G.: L’ultima domanda che le faccio, che dovrebbe essere la prima di tante altre se il tempo lo consentisse, è: chi era Ziggy?

L.S.: Ziggy Stardust era un … messia lebbroso che veniva dallo spazio: una figura nata per annunciare al mondo che stava finendo l’energia, che l’energia avrebbe abbandonato gli esseri umani insieme alla musica, alla radio, a tutti gli strumenti di diffusione. Era anche la figura di un’epoca di crisi: era finito il ’68, le utopie rivoluzionarie non si erano realizzate, l’Inghilterra era un Paese in crisi, l’Impero era finito, l’economia era in gravissima ambascia fin dalla fine della seconda guerra mondiale. Per altro, l’Inghilterra non ha avuto un ’68 pari a quelli francese e italiano, a parte i movimenti studenteschi molto forti: il suo problema era l’Ulster, gli attentati a Londra, i morti ammazzati nell’Irlanda del Nord. Un periodo di grande crisi. Ziggy Stardust è una creatura di David Bowie che in questo mondo in crisi annuncia che l’unica chance di sopravvivere è pensare a un futuro in cui la messinscena, il racconto di se stessi, la creazione di altre identità potrà permetterci di sopravvivere a uno scenario assolutamente desolato.

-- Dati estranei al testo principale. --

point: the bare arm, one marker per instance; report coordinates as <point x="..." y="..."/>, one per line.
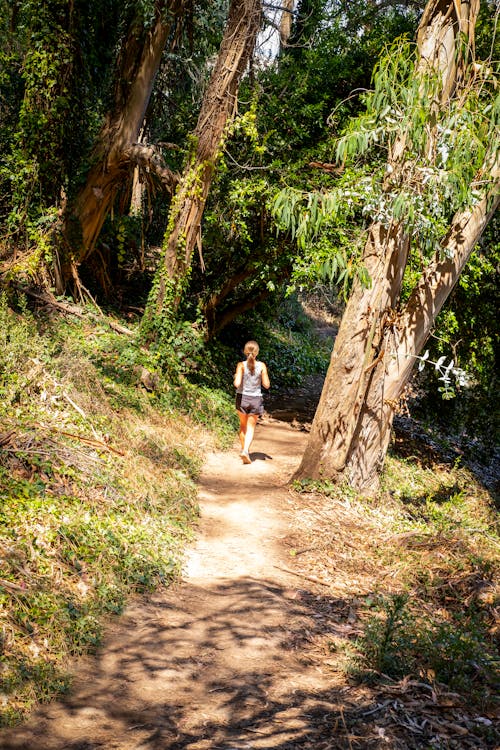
<point x="265" y="377"/>
<point x="238" y="375"/>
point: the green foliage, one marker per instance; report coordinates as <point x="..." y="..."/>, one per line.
<point x="459" y="653"/>
<point x="98" y="493"/>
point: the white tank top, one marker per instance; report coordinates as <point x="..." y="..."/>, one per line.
<point x="250" y="384"/>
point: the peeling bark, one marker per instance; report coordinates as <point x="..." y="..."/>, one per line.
<point x="117" y="151"/>
<point x="218" y="109"/>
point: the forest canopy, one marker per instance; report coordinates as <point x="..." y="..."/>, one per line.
<point x="202" y="160"/>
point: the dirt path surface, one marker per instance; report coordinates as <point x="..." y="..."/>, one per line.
<point x="213" y="662"/>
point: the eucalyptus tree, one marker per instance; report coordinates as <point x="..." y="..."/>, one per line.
<point x="218" y="108"/>
<point x="437" y="117"/>
<point x="281" y="136"/>
<point x="117" y="149"/>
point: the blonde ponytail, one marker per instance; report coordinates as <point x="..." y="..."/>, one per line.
<point x="251" y="351"/>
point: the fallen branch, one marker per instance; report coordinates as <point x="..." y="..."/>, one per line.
<point x="70" y="309"/>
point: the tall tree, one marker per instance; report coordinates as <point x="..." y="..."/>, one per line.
<point x="117" y="151"/>
<point x="380" y="335"/>
<point x="217" y="110"/>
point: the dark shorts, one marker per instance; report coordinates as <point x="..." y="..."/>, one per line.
<point x="249" y="404"/>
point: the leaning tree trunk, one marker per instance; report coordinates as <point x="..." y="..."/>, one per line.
<point x="404" y="338"/>
<point x="351" y="428"/>
<point x="218" y="108"/>
<point x="117" y="152"/>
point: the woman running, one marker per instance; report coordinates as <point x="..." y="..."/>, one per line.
<point x="249" y="377"/>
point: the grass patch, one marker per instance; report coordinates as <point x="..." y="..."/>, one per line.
<point x="97" y="490"/>
<point x="419" y="563"/>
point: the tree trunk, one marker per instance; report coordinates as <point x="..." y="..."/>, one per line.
<point x="405" y="339"/>
<point x="218" y="108"/>
<point x="375" y="349"/>
<point x="351" y="378"/>
<point x="117" y="152"/>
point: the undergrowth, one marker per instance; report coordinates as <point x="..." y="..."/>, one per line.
<point x="421" y="563"/>
<point x="97" y="488"/>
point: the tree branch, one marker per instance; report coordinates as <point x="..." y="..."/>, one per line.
<point x="150" y="160"/>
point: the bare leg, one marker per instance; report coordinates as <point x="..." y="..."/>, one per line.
<point x="243" y="428"/>
<point x="251" y="423"/>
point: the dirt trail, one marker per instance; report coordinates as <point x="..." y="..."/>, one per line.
<point x="213" y="662"/>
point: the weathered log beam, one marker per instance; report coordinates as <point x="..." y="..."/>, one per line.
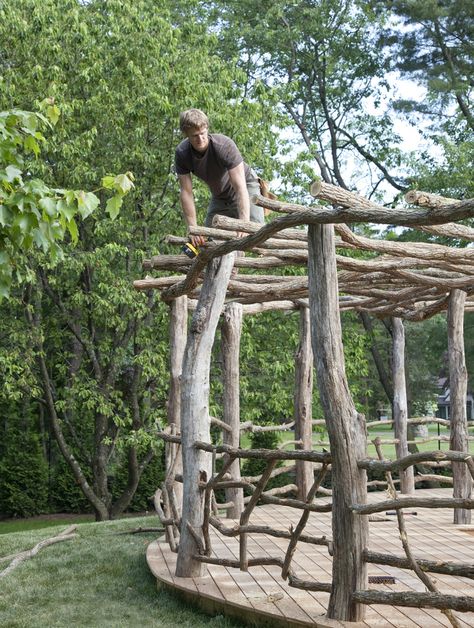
<point x="413" y="459"/>
<point x="195" y="422"/>
<point x="463" y="604"/>
<point x="458" y="391"/>
<point x="413" y="502"/>
<point x="463" y="570"/>
<point x="266" y="454"/>
<point x="255" y="529"/>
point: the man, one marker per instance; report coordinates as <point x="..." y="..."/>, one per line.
<point x="216" y="160"/>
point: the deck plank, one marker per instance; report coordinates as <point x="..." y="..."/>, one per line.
<point x="261" y="593"/>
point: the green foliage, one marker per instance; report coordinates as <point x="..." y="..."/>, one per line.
<point x="320" y="63"/>
<point x="31" y="213"/>
<point x="255" y="466"/>
<point x="23" y="489"/>
<point x="64" y="493"/>
<point x="100" y="578"/>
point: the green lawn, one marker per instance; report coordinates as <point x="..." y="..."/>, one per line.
<point x="385" y="432"/>
<point x="100" y="579"/>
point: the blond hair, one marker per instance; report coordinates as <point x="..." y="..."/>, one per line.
<point x="192" y="119"/>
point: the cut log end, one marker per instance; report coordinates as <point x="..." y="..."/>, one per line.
<point x="315" y="188"/>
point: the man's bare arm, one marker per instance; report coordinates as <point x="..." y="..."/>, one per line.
<point x="237" y="179"/>
<point x="186" y="198"/>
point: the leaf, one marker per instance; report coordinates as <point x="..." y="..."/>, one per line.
<point x="5" y="216"/>
<point x="108" y="182"/>
<point x="53" y="113"/>
<point x="87" y="202"/>
<point x="72" y="228"/>
<point x="113" y="206"/>
<point x="31" y="145"/>
<point x="66" y="209"/>
<point x="123" y="183"/>
<point x="13" y="173"/>
<point x="50" y="206"/>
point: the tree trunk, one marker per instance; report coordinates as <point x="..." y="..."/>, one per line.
<point x="400" y="407"/>
<point x="458" y="389"/>
<point x="346" y="429"/>
<point x="231" y="331"/>
<point x="378" y="360"/>
<point x="303" y="399"/>
<point x="178" y="336"/>
<point x="195" y="422"/>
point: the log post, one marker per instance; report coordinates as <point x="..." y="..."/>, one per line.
<point x="178" y="334"/>
<point x="231" y="331"/>
<point x="400" y="405"/>
<point x="303" y="398"/>
<point x="458" y="389"/>
<point x="346" y="429"/>
<point x="195" y="422"/>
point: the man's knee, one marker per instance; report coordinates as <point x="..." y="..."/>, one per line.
<point x="257" y="214"/>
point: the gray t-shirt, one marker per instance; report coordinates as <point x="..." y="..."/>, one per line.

La desolazione produce la meravigliosa figura della queen, uomo, donna, bambina, alieno, terrestre (e tutto il resto), incaricato di annunciare al Mondo che oramai non c’è altra possibilità se non quella di cantare ballads romantiche in cui sia chiaro che un artista-profeta può aiutarci a superare la nostra condizione di solitudine e metterci in un ritmo del mondo più adeguato. Del resto, Bowie era seguace delle filosofie orientali ed è chiaro che c’è un principio buddista nel suo discorso sulla palingenesi e l’apocalisse. Ziggy Stardust è un disco di straordinaria complessità, a cominciare dal nome: Ziggy deriva da una sartoria di Londra (Bowie cambiava un numero infinito di abiti), e Stardust è il nome di un cantante fallito, un americano il cui nome era Norman Carl Odam, al secolo The Legendary Stardust Cowboy, passato alla storia per avere inventato un genere assurdo, chiamato psychobilly, in cui cantava canzoni distruggendole e balbettandole fino alla pazzia; la più famosa si chiama Paralyzed  ed è ancora oggi una grande hit su youtube.

G.: Come dicevo, potrebbero partire altre domande, ma … non escludo di farle in un prossimo futuro: nel frattempo, molte grazie.

L.S.: Prego! Buona serata-giornata- notte  (a seconda di quando ascolterete la trasmissione).